Il sera constaté que les emprunts ne concernent pas des crédits automobiles de Monsieur [E], ainsi que le soutient Madame [C] et que les factures et justificatifs d’achat de matériaux de construction ne peuvent être relatives qu’à l’immeuble litigieux, en l’absence de tout autre patrimoine immobilier de Monsieur [E] ou de la communauté.
Par ailleurs, l’évaluation du bien, consistant en une maison d’habitation en bon état de 160 m² sur un terrain de 15 ares, ne peut être retenue à hauteur des deux estimations faites en novembre 2016, à hauteur de 177 500 € pour l’une et entre 180 000 et 190 000 € pour l’autre, dans la mesure où la vente a été effectuée en mai 2019, à un prix curieusement inférieur de 160 000 € alors que le marché immobilier n’a pas baissé entre temps ; que Monsieur [E] se prévaut d’une estimation du prix moyen au mètre carré à Sengern de 1 915 € au 1er janvier 2022, étant relevé que la valeur du bien avant travaux de 70 000 € n’est pas contestée.
Au regard des dispositions de l’article 1469 alinéa 3 du code civil, selon lesquelles la récompense ne peut être moindre que le profit subsistant quand la valeur empruntée à servi à acquérir, à conserver ou à améliorer un bien qui se retrouve, au jour de la liquidation de la communauté, dans le patrimoine emprunteur, le profit étant évalué au jour de l’aliénation si le bien a été vendu avant la liquidation, ainsi qu’en considération du fait que la créance porte également sur les biens meubles et les avoirs bancaires de la communauté, la créance paraît ainsi fondée en son principe et en son montant.
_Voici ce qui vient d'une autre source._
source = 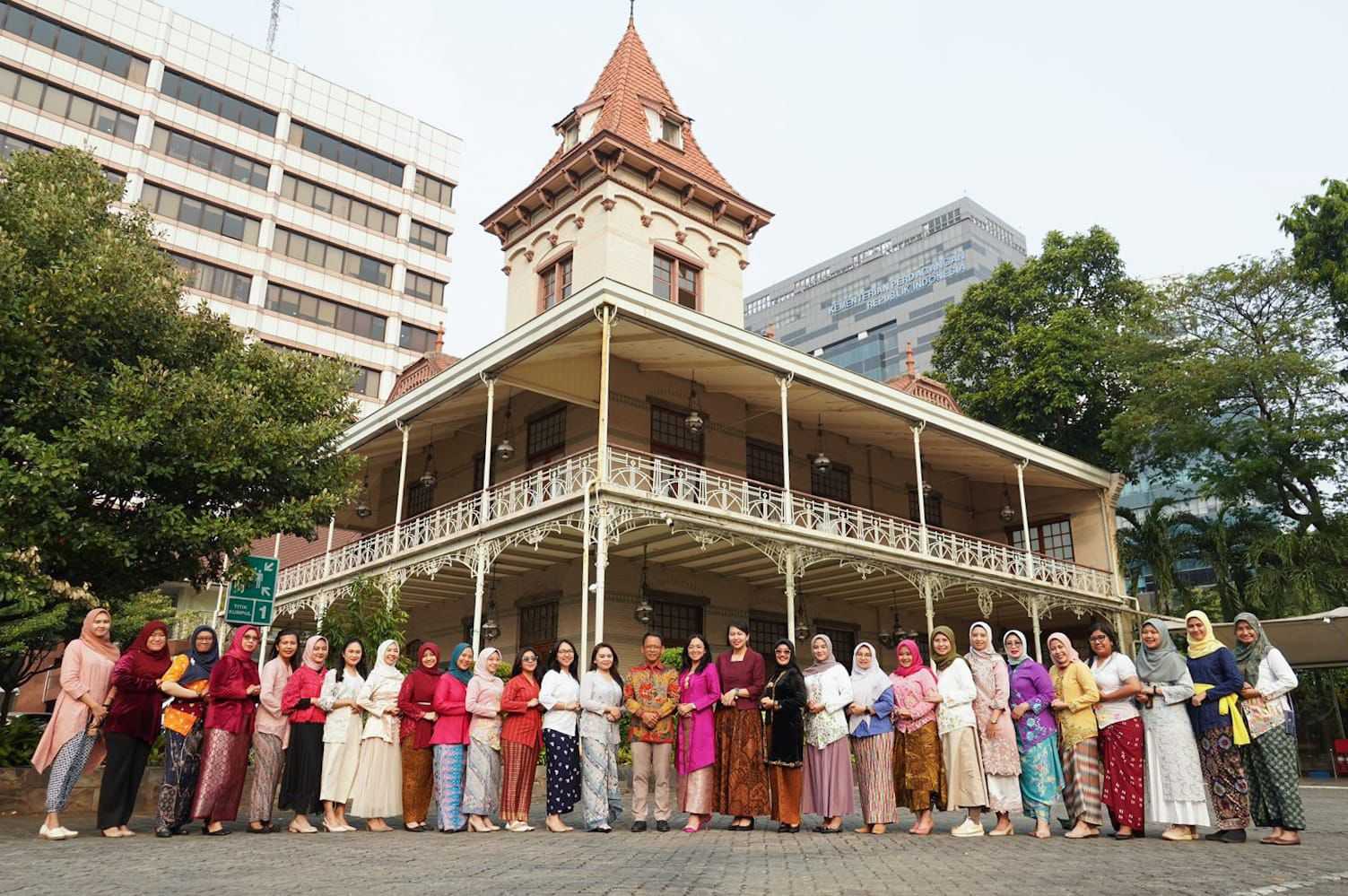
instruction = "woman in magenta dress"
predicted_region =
[674,635,721,834]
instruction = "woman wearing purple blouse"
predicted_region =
[1002,630,1062,839]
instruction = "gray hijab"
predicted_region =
[1136,619,1189,684]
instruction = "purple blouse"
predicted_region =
[674,665,722,775]
[1011,657,1058,753]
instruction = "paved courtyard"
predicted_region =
[0,787,1348,896]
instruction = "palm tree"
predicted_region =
[1116,497,1185,616]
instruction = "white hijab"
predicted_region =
[848,641,890,733]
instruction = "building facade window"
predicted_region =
[150,124,271,190]
[413,171,455,209]
[651,252,701,311]
[159,69,276,137]
[538,255,571,311]
[0,67,136,143]
[0,3,150,85]
[267,283,388,343]
[273,228,394,287]
[519,600,558,657]
[281,174,397,237]
[140,180,262,245]
[290,121,403,187]
[810,464,852,504]
[403,271,445,305]
[525,405,566,469]
[1007,518,1075,563]
[407,221,448,255]
[169,252,252,303]
[909,489,945,526]
[744,439,786,488]
[397,321,435,354]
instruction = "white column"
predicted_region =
[393,421,413,541]
[913,421,930,552]
[595,306,616,479]
[1015,458,1034,578]
[474,376,496,519]
[777,373,796,519]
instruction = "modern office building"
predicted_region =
[0,0,461,413]
[744,198,1024,381]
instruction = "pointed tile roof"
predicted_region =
[544,19,739,196]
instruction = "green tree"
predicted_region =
[0,150,359,711]
[1105,255,1348,532]
[933,226,1149,466]
[1116,497,1187,614]
[1279,178,1348,344]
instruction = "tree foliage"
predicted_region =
[0,150,359,684]
[1107,255,1348,531]
[933,226,1147,466]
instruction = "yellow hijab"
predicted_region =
[1184,611,1225,659]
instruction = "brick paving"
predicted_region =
[0,788,1348,896]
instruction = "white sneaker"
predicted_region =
[951,818,986,837]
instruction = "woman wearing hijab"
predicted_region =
[579,641,622,834]
[278,635,330,834]
[1236,613,1306,846]
[1138,619,1212,840]
[32,608,121,839]
[1184,611,1249,843]
[674,635,721,834]
[155,625,220,837]
[538,638,581,834]
[318,638,365,832]
[191,625,262,837]
[346,640,403,831]
[1086,622,1144,839]
[397,641,443,834]
[99,620,170,837]
[761,639,809,834]
[430,643,474,834]
[890,639,946,837]
[847,641,900,834]
[965,622,1023,837]
[464,647,506,834]
[715,622,771,831]
[248,628,300,834]
[801,635,856,834]
[1002,630,1062,839]
[1045,632,1102,839]
[501,648,544,832]
[927,625,988,837]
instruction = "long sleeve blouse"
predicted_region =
[1191,647,1244,735]
[935,657,978,735]
[804,663,852,749]
[1010,659,1058,753]
[281,665,327,725]
[538,670,581,737]
[890,665,938,735]
[32,640,113,772]
[255,657,292,746]
[501,673,544,749]
[579,670,622,746]
[318,668,365,744]
[1048,660,1100,751]
[430,675,472,745]
[674,663,721,775]
[102,651,167,744]
[716,648,767,710]
[204,654,260,737]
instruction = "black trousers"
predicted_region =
[99,732,150,830]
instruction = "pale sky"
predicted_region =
[161,0,1348,356]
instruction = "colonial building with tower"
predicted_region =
[263,22,1135,665]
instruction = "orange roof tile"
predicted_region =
[544,19,743,198]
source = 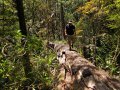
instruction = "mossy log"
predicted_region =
[48,43,120,90]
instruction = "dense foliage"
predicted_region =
[0,0,120,90]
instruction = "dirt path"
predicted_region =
[48,43,120,90]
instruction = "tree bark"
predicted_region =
[60,3,65,39]
[48,43,120,90]
[14,0,32,85]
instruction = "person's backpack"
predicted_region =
[66,24,75,35]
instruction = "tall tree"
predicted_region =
[14,0,32,85]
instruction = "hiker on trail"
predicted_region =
[65,21,76,50]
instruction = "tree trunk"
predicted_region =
[48,43,120,90]
[14,0,32,88]
[60,3,65,39]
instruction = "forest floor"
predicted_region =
[48,43,120,90]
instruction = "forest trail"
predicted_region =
[47,43,120,90]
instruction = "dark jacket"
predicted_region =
[66,24,75,35]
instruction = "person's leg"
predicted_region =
[68,35,71,50]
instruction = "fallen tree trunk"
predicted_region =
[48,43,120,90]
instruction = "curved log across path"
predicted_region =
[48,43,120,90]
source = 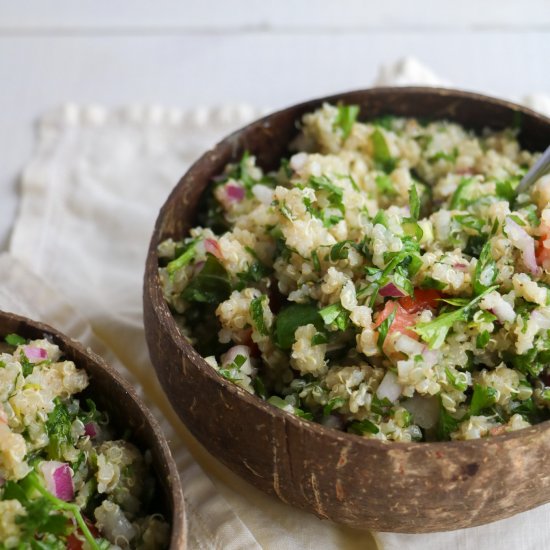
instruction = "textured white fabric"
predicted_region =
[6,59,550,550]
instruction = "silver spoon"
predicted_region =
[516,147,550,197]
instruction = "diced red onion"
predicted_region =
[290,153,308,172]
[40,460,74,502]
[225,183,245,202]
[376,371,401,403]
[193,261,206,275]
[379,283,406,298]
[453,262,470,271]
[23,346,48,363]
[204,239,223,260]
[84,422,99,439]
[531,309,550,330]
[504,217,541,275]
[252,183,273,205]
[422,349,439,367]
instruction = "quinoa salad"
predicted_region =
[158,104,550,441]
[0,334,170,550]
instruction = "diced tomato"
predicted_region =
[399,288,441,313]
[374,300,418,340]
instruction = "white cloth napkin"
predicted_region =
[4,60,550,550]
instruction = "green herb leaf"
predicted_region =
[252,375,267,400]
[275,304,323,349]
[409,183,420,221]
[348,418,380,435]
[476,330,491,349]
[420,276,446,290]
[370,128,396,173]
[182,255,231,304]
[370,115,395,131]
[319,302,349,331]
[334,105,359,139]
[470,384,497,416]
[495,180,519,203]
[453,214,485,235]
[250,294,269,336]
[218,354,246,382]
[323,397,346,416]
[166,237,200,276]
[436,403,460,441]
[518,204,540,227]
[378,304,397,349]
[413,286,498,349]
[4,334,27,347]
[311,250,321,272]
[237,250,272,290]
[46,399,72,460]
[450,178,474,210]
[374,174,397,196]
[330,241,353,262]
[428,147,459,164]
[445,367,468,391]
[473,242,498,294]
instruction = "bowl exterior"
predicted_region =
[0,311,186,550]
[144,88,550,533]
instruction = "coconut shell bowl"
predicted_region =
[144,88,550,533]
[0,311,186,550]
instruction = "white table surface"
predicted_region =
[0,0,550,251]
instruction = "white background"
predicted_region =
[0,0,550,250]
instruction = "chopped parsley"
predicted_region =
[334,105,359,139]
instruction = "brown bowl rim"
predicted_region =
[144,86,550,458]
[0,310,187,550]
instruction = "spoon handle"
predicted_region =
[516,147,550,196]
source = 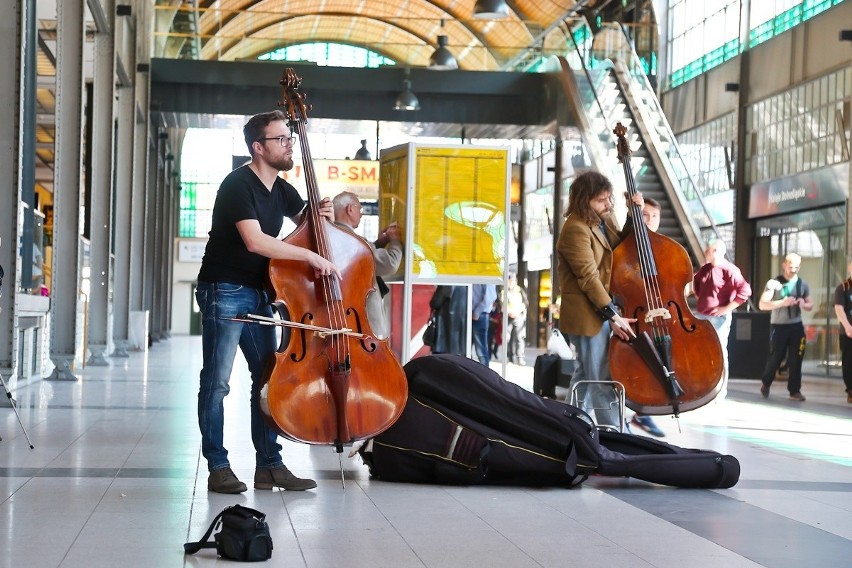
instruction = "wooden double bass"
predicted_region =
[610,122,724,416]
[260,68,408,453]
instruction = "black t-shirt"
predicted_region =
[834,283,852,320]
[198,165,305,288]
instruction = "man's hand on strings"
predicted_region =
[308,253,340,279]
[609,314,636,341]
[624,191,645,209]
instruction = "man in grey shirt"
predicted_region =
[758,253,814,402]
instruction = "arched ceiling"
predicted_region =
[154,0,592,71]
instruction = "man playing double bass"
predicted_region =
[556,171,643,428]
[196,110,340,493]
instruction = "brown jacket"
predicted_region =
[556,215,622,336]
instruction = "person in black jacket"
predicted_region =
[429,285,468,355]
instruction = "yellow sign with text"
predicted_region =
[411,146,509,278]
[281,160,379,201]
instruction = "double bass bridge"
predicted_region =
[645,308,672,323]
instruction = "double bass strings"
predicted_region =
[293,111,349,371]
[615,127,668,342]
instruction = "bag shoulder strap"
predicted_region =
[183,509,228,554]
[230,505,266,521]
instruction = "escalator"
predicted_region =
[550,23,718,267]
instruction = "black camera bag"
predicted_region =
[183,505,272,562]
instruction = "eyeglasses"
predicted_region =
[257,134,296,146]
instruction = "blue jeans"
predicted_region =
[470,312,491,366]
[695,312,733,400]
[195,282,283,471]
[568,321,621,429]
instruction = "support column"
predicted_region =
[128,71,150,350]
[151,134,169,341]
[142,129,160,343]
[112,6,136,357]
[47,0,85,381]
[88,0,115,367]
[0,0,24,394]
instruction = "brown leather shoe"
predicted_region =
[254,465,317,491]
[207,467,248,493]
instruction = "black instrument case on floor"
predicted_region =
[360,354,740,489]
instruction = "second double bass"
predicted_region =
[261,69,408,452]
[610,123,724,416]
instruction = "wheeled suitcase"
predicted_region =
[533,353,562,398]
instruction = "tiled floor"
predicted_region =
[0,337,852,568]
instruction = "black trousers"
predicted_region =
[761,322,806,394]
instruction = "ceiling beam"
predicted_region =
[151,59,556,130]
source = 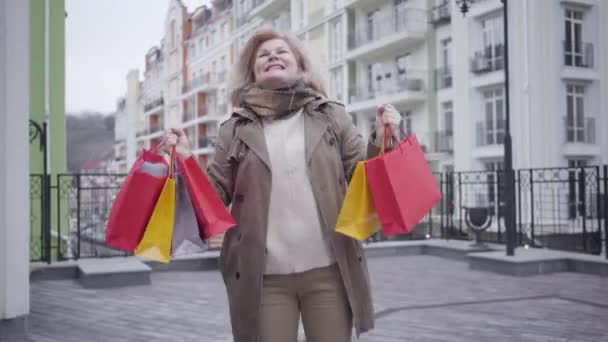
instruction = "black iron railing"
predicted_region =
[30,164,608,261]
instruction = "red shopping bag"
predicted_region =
[180,157,236,240]
[365,126,441,236]
[106,150,169,252]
Madame [C] ayant aliéné le bien à faible prix antérieurement à la liquidation de la communauté, l’intimé justifie de circonstances susceptibles de menacer le recouvrement de sa créance, de sorte que le jugement déféré sera confirmé.
Sur les frais et dépens :
Les dispositions du jugement déféré quant aux frais et dépens seront confirmées.
Succombant en ses prétentions, Madame [C] sera condamnée aux dépens de l’instance et sera déboutée de sa demande fondée sur l’article 700 du code de procédure civile.
Il sera en revanche fait droit à la demande de l’intimé sur le même fondement, à hauteur de la somme de 1 500 €.
PAR CES MOTIFS
LA COUR, statuant publiquement, par arrêt contradictoire,
CONFIRME le jugement déféré,
Y ajoutant,
CONDAMNE Madame [J] [C] à payer à Monsieur [O] [E] la somme de 1 500 € par application de l’article 700 du code de procédure civile,
DEBOUTE Madame [J] [C] de sa demande fondée sur l’article 700 du code de procédure civile,
CONDAMNE Madame [J] [C] aux dépens de l’instance d’appel.